Tom Waits once said, “It’s not that the world is over-populated; it’s just that everyone wants to live in the same places.”
He wasn’t wrong, but his logic was specious. There’s a reason that millions of people crowd into Mumbai, New York, and Beijing: opportunity, or the lack of opportunity in the places they left.
Still, such heavy population creates indisputable strains on the infrastructure of those cities, makes living there harder and more competitive, and doesn’t really work in favor of a vast number of people who try to “make it.” For them, what began as a good-faith effort to improve one’s life ends with a lifelong struggle just to survive.
The same can be said of academia. Maybe it’s not that there’s a crisis in higher education; it’s just that there are too many PhDs and not enough jobs. This leads to myriad problems: a graduate-student stipend that’s near or below the poverty line; a foreboding sense for the duration of your studies that you will be living in your parents’ basement when you finish; the increasing likelihood that if you do get a job, it will be an adjunct appointment; and a host of attendant psychological issues that stem from all of the above.
And yet, scores of people subject themselves to this torture year after year. It’s as if they’ve been brainwashed. (If you think I’m exaggerating, see William Pannabacker’s brilliant 2004 essay for the Chronicle of Higher Education, “Is Graduate School a Cult?“)

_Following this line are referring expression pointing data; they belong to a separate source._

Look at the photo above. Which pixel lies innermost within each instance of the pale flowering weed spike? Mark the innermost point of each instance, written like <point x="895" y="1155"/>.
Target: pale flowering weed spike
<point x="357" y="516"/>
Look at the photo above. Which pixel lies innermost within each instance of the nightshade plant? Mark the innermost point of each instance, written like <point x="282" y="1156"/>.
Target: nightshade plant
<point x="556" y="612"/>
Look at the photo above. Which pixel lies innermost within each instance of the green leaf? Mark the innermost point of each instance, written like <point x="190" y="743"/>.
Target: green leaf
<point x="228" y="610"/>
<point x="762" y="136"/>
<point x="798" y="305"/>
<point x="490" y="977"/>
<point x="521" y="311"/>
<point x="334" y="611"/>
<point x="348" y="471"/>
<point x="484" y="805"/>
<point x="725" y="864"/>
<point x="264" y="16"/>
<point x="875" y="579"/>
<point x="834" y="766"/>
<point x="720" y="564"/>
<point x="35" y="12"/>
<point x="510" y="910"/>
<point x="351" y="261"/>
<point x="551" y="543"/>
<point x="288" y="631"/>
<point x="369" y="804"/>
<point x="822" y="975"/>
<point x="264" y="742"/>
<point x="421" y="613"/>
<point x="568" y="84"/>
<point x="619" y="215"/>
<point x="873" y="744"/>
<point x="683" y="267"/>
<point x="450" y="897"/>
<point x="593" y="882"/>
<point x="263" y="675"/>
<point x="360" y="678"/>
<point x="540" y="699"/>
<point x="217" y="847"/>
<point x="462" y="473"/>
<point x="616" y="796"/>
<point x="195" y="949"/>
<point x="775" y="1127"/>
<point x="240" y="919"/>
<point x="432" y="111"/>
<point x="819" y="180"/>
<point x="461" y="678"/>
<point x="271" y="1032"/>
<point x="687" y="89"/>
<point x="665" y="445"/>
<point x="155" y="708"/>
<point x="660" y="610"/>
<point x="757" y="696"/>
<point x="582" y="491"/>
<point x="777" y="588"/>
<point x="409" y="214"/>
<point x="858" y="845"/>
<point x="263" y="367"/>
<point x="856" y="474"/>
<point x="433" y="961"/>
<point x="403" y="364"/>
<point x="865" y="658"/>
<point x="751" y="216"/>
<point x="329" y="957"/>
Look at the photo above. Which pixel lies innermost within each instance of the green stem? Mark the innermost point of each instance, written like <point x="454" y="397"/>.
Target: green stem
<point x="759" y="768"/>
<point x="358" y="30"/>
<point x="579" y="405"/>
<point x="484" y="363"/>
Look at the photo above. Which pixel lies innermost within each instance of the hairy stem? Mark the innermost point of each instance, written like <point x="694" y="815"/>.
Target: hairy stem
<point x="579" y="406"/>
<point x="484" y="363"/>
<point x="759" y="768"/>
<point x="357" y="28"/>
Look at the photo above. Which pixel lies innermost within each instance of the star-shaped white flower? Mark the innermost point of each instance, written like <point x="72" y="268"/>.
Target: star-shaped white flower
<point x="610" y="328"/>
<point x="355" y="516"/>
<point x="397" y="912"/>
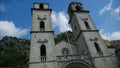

Johns Hopkins has an idea: Accept fewer PhD candidates, up to 25 percent fewer over the next five years. Those who do get in will be paid the princely sum of $30,000 per year — it may not sound like much to people in the regular working world, but in academia, with a stipend like that your name might as well be Rockefeller — and the process of getting the degree will ostensibly be more humane. Not to mention the post-degree job hunt. Graduates might actually get full-time jobs!
Naturally, the plan, if implemented, will make getting in a lot harder. Already an elite institution, Johns Hopkins would become über-elite. But even that has universal benefits: If getting into a PhD program were more like getting into Yale Law (also nearly impossible, based on my unscientific, anecdotal observations), then there will be no shame whatsoever in not getting into one. And all of those would-be academics can join the world and find a new career while they’re still young enough to build one.
After all, just as surely as life goes on outside the big city, so it goes outside of academia too. We simply need to reframe how we think of that life.